取引先や顧客に見積書・請求書などのExcelファイルを送付する際、「編集されたくない」「数式を見られたくない」といったご要望をお持ちの方も多いのではないでしょうか。
本記事では、Pythonライブラリ「openpyxl」を用いて、Excelブックやシートをパスワード付きで保護する方法をご紹介いたします。
目次
使用ライブラリの準備
以下のライブラリをインストールしておいてください。
pip install openpyxl
目的と処理の概要
処理1:ブック全体の構造を保護する
- シートの追加・削除を防ぐ
- 開くことはできるが、構造変更を制限
処理2:特定範囲を除いたシート保護
- セルの一部は編集可能
- 他の数式や見出しはロックされる
コード例①:ブック構造の保護
from openpyxl import load_workbook
from openpyxl.workbook.protection import WorkbookProtection
# Excelファイルを読み込む
book = load_workbook("見積テンプレート.xlsx")
# ブック構造にパスワード付きロックを設定
book.security = WorkbookProtection(workbookPassword="secure123", lockStructure=True)
# 別名で保存
book.save("見積書_構造保護済.xlsx")
コード例②:シートの部分的な保護
from openpyxl import load_workbook
from openpyxl.styles import Protection
# 対象ブックとワークシートを取得
book = load_workbook("見積テンプレート.xlsx")
sheet = book["見積シート"]
# 一部のセル範囲を編集可能に設定(例:入力欄)
for row in sheet["C10:G20"]:
for cell in row:
cell.protection = Protection(locked=False)
# シート全体をパスワード保護
sheet.protection.password = "secure123"
sheet.protection.enable()
# 保存
book.save("見積書_シート保護済.xlsx")
解説:パスワードの注意点
- パスワードは
Excel上で解除可能
なレベルです。

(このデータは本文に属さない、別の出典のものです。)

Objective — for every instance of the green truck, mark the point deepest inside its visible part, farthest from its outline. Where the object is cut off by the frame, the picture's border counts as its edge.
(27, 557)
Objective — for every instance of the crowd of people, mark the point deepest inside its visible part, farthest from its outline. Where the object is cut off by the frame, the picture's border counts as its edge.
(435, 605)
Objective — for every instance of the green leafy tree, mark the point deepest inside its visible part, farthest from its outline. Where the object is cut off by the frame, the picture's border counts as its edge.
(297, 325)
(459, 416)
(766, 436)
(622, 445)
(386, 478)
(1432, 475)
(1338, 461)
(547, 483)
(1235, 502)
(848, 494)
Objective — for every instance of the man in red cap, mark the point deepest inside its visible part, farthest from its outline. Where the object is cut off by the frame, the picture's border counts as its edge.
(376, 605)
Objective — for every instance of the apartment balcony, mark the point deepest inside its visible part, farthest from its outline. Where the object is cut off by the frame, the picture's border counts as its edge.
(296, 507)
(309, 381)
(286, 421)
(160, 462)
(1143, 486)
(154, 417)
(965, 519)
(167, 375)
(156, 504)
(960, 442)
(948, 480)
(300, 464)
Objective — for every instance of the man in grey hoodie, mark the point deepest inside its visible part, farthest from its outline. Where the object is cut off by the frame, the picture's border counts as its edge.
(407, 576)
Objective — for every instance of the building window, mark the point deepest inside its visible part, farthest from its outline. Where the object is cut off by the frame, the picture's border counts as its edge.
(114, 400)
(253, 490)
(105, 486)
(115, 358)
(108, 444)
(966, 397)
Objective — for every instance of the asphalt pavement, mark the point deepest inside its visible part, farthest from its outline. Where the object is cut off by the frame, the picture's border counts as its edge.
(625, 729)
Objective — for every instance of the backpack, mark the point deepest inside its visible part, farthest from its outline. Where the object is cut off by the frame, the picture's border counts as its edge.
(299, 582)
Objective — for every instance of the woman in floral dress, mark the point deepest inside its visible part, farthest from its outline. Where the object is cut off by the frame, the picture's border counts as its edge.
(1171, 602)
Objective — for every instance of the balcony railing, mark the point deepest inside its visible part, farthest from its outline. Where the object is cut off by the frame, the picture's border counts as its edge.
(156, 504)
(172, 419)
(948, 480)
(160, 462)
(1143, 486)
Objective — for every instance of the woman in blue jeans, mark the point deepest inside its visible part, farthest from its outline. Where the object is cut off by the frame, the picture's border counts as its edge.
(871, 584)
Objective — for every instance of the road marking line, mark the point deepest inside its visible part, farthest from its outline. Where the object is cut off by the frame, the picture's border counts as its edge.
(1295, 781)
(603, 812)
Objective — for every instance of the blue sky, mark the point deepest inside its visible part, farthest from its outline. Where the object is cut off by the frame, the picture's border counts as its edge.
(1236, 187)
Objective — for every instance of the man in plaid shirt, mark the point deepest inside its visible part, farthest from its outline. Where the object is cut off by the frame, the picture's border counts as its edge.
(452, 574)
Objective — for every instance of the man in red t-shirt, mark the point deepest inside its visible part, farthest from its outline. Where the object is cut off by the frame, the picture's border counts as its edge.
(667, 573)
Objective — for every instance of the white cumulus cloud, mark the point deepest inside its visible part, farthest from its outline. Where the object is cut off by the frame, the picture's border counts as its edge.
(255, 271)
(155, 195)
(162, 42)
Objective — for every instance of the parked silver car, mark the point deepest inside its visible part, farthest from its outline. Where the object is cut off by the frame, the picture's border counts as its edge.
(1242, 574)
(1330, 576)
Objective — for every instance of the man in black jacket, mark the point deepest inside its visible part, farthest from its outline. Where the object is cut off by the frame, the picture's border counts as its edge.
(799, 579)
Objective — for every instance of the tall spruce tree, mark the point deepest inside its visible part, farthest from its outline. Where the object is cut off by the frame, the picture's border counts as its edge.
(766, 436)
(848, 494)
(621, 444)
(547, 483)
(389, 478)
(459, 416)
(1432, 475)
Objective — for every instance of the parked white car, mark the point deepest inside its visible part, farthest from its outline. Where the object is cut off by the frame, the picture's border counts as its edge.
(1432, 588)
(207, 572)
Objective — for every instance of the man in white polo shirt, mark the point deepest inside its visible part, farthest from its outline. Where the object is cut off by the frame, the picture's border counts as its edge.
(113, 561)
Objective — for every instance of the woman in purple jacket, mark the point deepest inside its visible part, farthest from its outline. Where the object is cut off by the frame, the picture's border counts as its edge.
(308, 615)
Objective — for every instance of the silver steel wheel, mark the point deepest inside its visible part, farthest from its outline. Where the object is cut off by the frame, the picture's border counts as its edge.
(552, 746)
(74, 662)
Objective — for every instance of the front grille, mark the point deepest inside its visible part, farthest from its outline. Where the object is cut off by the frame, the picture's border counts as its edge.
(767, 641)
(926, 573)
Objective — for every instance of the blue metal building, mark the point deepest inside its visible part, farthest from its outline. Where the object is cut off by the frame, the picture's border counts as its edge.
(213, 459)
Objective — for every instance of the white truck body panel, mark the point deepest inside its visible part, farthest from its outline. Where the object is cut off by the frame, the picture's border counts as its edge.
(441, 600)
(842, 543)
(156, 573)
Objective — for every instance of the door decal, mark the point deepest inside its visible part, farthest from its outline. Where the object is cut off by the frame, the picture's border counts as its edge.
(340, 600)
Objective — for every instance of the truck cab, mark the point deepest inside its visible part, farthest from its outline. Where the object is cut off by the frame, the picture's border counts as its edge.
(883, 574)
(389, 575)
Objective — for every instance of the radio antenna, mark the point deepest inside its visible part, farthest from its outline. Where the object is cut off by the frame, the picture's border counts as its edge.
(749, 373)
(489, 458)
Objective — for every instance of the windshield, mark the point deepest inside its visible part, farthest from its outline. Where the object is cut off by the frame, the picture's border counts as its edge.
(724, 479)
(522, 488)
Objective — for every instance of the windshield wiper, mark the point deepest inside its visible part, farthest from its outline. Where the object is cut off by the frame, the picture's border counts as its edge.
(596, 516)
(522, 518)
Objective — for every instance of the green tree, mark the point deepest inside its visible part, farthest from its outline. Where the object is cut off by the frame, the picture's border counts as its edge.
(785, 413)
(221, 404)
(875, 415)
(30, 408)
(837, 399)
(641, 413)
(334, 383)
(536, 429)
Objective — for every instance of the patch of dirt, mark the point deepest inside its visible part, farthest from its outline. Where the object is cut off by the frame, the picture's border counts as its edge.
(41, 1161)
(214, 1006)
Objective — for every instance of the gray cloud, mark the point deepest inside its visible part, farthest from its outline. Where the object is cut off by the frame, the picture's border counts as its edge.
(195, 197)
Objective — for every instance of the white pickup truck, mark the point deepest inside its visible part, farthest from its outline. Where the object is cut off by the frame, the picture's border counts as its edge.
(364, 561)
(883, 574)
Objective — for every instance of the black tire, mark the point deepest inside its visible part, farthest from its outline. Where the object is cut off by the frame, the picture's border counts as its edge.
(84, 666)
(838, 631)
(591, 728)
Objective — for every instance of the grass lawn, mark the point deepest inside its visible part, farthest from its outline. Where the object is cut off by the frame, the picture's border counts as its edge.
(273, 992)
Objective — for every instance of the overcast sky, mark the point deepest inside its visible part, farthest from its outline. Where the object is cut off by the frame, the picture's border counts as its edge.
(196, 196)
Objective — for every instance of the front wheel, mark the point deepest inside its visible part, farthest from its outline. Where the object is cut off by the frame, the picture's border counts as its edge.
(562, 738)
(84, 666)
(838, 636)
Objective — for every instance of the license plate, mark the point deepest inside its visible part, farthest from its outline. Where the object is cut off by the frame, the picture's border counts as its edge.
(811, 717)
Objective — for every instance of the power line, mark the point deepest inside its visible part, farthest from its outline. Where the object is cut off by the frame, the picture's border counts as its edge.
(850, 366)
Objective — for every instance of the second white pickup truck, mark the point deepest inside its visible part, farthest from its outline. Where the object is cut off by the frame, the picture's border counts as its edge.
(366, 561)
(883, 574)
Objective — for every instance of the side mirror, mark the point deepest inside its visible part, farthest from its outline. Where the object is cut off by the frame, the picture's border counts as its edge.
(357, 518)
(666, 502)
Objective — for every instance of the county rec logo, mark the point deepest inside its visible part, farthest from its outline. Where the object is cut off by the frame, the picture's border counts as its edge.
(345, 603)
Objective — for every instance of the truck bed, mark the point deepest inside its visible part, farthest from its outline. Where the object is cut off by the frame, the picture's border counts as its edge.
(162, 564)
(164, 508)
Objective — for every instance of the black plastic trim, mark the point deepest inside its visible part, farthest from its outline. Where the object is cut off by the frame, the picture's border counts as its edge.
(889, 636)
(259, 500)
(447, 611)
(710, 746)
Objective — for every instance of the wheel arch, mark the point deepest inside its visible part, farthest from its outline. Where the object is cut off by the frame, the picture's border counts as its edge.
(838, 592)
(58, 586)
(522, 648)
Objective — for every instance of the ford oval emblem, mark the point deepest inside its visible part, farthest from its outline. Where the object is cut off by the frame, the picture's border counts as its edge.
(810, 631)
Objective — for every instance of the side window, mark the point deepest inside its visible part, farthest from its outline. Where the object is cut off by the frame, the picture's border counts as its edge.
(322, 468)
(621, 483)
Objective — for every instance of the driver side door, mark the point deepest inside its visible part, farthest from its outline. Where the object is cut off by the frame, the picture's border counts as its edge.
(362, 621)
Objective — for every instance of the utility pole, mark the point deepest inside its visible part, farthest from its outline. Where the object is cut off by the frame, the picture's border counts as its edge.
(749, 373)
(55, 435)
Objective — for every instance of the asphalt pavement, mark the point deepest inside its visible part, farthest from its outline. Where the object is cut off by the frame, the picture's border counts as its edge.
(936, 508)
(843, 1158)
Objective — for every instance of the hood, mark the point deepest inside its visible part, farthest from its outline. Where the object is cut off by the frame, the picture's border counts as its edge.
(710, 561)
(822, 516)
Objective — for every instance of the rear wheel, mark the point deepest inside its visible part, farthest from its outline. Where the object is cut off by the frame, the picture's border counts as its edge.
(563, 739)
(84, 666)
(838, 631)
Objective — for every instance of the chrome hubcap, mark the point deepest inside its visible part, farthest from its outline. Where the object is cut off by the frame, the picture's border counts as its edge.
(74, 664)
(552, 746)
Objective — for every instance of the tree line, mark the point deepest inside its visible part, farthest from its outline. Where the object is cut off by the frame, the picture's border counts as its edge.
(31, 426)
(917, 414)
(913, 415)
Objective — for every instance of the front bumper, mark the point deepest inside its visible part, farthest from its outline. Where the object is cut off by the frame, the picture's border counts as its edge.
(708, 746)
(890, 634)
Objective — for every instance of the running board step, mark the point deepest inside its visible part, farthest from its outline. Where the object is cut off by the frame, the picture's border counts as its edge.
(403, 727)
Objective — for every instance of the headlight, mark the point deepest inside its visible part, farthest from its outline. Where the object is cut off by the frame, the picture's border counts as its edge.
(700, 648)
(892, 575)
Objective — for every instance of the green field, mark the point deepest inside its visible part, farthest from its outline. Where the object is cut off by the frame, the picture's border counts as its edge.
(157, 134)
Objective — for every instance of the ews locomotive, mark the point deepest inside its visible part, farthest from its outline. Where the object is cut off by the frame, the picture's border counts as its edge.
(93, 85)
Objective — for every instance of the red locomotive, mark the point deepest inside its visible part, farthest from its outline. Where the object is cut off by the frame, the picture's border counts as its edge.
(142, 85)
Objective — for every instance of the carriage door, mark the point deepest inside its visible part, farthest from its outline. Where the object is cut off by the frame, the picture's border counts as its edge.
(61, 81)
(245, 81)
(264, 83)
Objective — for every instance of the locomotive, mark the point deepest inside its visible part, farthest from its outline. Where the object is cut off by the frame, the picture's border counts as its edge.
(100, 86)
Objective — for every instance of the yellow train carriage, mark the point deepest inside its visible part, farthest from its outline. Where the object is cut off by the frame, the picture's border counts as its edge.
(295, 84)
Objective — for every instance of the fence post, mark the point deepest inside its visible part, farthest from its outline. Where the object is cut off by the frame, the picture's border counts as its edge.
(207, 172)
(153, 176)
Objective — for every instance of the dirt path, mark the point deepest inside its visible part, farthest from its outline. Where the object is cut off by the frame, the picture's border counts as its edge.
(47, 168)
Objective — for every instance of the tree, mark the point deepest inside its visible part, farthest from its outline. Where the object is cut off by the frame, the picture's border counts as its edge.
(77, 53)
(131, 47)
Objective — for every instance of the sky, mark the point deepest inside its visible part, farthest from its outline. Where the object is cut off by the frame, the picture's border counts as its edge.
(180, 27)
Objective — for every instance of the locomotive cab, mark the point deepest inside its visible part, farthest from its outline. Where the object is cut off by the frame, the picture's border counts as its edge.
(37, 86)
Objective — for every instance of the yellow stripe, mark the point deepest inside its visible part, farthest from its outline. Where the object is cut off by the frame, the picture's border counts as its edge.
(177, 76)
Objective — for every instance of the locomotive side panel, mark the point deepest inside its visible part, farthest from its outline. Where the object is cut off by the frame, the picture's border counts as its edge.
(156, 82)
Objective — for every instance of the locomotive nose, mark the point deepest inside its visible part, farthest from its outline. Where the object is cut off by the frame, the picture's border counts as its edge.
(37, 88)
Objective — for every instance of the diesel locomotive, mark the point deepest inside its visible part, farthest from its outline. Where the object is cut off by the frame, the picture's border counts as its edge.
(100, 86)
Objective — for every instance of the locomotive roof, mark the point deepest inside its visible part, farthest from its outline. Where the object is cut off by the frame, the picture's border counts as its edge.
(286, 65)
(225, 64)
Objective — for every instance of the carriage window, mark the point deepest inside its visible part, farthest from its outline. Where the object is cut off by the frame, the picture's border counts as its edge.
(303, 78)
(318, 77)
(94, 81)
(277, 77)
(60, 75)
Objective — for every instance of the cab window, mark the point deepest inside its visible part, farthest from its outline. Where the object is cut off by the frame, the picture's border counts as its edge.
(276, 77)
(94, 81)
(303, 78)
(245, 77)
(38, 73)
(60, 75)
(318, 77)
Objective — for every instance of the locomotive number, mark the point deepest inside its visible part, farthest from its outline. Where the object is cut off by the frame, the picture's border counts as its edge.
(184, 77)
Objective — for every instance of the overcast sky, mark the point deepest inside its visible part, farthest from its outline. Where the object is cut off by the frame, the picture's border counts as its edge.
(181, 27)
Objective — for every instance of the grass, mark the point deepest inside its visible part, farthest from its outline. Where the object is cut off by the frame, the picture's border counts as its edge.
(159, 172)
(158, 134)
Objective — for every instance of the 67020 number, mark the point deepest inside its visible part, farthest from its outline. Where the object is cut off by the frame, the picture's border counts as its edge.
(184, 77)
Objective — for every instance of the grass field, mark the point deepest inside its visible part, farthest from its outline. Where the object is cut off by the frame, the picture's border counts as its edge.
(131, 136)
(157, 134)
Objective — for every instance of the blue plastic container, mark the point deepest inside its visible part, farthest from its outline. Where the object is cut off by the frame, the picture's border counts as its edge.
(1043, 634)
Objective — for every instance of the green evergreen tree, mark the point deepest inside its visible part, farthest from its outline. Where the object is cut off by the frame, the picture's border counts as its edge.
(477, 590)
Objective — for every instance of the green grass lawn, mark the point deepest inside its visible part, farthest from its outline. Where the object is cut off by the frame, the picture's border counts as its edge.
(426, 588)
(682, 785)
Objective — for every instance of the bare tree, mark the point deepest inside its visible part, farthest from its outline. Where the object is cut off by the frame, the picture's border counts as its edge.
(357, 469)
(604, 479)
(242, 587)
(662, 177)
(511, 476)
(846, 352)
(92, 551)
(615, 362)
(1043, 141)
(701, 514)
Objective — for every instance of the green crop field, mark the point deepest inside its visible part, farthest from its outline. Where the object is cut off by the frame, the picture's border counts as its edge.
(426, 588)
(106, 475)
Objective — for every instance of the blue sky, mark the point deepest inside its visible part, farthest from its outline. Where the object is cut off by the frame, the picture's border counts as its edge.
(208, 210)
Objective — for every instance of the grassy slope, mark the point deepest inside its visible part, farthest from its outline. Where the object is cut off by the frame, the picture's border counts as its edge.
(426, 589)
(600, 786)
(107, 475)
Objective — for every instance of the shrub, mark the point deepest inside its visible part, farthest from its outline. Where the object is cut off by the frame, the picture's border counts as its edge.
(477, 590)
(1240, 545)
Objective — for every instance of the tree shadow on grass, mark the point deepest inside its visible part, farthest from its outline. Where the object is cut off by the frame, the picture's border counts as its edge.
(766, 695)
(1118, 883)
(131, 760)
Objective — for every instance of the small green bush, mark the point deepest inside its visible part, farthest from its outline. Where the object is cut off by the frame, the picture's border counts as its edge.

セキュリティ対策としては限定的です。 - より強固に保護したい場合は、ファイル自体の暗号化やPDF変換などの手段も検討が必要です。
まとめ
本記事では、Pythonとopenpyxlを用いて、以下の2つの保護処理を実現する方法をご紹介しました。
- Excelブック全体の構造保護(シートの追加・削除の防止)
- 特定セルを除いたシート全体の保護(部分編集許可)
業務用の提出ファイルにおいて、意図しない編集やミスを防ぐためにも、自動的に保護をかける仕組みを整えておくことは非常に有効です。